Czy istnieje coś takiego jak bezpieczna dawka alkoholu?
Brak wyraźnej granicy, która dzieli Cię od uzależnienia, skłania do postawienia jeszcze jednego pytania, które być może czasem sobie zadajesz. Czy istnieje bezpieczna dawka alkoholu i wystarczy, że jej nie przekroczysz, by być bezpiecznym?
Niestety, nie istnieje coś takiego, a to dlatego, że:
- inaczej reagujesz na taką samą ilość wypitego alkoholu, co inni — zwróć uwagę na znajomych, z którymi zdarza Ci się imprezować. Jak szybko ścina ich z nóg lub tracą kontrolę nad sobą?

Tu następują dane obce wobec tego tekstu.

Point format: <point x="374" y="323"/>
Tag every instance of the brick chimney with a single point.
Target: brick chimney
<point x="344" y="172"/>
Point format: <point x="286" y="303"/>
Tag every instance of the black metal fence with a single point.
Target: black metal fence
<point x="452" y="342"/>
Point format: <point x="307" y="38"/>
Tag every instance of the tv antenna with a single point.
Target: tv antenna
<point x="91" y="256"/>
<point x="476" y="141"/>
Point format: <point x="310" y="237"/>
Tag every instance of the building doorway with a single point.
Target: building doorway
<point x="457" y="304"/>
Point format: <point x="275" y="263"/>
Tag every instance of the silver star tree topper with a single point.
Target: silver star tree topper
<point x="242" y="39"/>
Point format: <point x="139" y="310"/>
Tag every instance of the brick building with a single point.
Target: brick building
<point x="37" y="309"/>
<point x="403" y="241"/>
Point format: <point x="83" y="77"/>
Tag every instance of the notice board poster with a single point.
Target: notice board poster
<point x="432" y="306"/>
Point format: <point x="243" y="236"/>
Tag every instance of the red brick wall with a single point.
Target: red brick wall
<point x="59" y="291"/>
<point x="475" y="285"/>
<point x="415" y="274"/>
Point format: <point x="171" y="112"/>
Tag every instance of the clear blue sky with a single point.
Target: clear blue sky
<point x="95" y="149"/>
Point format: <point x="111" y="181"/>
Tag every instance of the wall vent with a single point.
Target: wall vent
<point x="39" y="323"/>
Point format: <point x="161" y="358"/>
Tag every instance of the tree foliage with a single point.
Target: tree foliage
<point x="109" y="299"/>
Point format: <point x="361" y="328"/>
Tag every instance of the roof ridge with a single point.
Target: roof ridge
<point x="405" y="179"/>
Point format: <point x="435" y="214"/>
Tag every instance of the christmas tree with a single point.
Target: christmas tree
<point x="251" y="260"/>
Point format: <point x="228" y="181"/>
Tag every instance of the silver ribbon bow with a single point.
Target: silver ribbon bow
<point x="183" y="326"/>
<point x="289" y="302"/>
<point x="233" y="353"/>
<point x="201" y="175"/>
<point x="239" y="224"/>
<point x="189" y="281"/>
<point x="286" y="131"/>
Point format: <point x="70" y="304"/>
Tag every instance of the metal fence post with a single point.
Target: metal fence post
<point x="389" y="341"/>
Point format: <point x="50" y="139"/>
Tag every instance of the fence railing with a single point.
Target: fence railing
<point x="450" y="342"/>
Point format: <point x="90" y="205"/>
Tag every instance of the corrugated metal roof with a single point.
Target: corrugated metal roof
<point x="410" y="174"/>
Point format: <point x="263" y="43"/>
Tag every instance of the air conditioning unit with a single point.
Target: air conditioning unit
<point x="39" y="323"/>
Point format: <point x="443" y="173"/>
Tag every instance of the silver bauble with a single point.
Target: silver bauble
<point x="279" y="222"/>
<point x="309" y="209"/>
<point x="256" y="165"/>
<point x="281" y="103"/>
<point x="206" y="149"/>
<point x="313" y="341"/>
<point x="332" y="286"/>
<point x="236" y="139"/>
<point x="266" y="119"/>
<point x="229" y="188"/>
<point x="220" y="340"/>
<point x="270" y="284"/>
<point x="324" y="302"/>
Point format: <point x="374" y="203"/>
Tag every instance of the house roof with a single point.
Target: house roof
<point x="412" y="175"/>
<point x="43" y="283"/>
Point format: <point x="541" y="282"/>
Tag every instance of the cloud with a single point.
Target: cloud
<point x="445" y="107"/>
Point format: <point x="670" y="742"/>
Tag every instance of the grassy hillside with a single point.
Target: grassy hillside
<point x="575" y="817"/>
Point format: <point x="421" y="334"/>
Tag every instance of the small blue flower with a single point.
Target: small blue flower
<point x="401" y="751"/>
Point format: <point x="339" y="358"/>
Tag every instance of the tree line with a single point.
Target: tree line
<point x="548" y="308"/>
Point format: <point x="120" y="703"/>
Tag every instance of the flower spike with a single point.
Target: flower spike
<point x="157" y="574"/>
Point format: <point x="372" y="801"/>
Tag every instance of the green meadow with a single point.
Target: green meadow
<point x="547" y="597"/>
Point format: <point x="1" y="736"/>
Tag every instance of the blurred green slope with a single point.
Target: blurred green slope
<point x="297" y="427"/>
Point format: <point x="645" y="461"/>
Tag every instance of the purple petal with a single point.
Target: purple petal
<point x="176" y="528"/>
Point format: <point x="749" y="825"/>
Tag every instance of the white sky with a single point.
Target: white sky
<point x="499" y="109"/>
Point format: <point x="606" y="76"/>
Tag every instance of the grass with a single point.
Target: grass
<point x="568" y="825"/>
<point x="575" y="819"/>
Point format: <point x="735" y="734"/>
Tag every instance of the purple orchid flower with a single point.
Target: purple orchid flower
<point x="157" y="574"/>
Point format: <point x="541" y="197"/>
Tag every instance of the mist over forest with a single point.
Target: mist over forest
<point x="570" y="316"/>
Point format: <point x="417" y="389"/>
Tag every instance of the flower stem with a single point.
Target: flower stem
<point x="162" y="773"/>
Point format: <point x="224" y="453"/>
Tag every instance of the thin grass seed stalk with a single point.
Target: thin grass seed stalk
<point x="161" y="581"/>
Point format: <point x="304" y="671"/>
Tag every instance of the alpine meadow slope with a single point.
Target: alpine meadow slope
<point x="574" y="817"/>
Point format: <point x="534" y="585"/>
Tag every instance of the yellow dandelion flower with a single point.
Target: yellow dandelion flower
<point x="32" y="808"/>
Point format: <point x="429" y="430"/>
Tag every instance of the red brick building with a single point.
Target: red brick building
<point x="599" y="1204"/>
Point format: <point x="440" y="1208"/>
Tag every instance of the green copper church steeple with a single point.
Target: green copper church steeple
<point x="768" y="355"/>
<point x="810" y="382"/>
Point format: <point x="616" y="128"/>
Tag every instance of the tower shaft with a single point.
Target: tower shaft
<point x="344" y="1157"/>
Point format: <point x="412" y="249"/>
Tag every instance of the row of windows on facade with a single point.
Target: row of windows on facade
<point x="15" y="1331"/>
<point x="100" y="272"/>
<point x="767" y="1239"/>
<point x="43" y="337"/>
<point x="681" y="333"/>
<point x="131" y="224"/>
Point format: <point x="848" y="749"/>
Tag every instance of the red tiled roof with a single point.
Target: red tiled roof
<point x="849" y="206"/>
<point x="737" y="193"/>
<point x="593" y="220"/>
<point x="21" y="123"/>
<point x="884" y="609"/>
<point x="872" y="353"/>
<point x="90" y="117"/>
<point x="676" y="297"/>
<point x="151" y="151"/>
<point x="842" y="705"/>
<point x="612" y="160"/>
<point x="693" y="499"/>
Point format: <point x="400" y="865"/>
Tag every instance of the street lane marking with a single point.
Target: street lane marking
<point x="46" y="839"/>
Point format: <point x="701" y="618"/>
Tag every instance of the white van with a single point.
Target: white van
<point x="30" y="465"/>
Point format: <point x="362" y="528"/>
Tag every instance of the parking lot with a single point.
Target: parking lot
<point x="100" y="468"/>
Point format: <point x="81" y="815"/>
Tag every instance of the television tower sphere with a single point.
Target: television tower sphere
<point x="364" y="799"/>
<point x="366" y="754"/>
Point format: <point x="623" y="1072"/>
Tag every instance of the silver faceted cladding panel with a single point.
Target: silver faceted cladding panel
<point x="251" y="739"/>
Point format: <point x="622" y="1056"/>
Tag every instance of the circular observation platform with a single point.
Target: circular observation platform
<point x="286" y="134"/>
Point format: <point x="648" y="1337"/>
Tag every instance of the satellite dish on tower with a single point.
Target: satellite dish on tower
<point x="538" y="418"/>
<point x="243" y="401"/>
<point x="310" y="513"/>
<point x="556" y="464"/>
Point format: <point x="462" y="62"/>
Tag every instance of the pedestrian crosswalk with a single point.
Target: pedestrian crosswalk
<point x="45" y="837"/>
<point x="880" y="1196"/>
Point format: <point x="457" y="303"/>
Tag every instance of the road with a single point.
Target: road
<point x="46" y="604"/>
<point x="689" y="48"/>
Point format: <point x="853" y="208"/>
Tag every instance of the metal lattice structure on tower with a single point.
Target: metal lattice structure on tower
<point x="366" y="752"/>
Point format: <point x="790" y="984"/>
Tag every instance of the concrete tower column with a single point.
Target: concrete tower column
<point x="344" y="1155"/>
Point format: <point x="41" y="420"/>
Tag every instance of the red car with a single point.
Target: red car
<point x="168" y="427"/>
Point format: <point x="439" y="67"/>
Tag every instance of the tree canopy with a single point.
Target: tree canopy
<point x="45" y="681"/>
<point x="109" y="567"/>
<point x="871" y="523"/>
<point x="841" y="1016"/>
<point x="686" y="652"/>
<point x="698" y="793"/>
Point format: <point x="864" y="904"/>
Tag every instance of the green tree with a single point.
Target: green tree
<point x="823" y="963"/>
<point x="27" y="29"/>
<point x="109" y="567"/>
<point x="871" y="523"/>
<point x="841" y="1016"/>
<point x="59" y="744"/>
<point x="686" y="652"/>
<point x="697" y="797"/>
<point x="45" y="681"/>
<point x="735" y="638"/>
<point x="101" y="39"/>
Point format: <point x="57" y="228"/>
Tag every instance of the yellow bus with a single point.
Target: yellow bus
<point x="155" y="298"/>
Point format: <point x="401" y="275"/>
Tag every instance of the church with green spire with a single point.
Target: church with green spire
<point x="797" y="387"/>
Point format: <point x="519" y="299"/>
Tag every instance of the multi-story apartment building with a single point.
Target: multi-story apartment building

- alkohol działa na organizm inaczej, gdy jesteś wypoczęty, najedzony i zrelaksowany, a inaczej, gdy masz deficyty snu, pijesz na głodno, a w lokalu powietrze nie należy już na najlżejszych,
- na twoje odczucia, które pojawiają się w trakcie picia, mają wpływ zażywane przez Ciebie leki i suplementy diety,
- ze względu na swoją toksyczność, alkohol może wywoływać całkiem różne reakcje w określonych warunkach i u różnych osób.
Czy jesteś podatny na uzależnienie od alkoholu? Być może teraz wiesz więcej, ale czy jesteś pewien, że wciąż masz kontrolę nad częstotliwością i ilością wypijanego alkoholu? Jeśli tej pewności brak, może warto z kimś porozmawiać i tym samym uchronić się przed przekroczeniem tej niewidzialnej granicy, o której była tu mowa.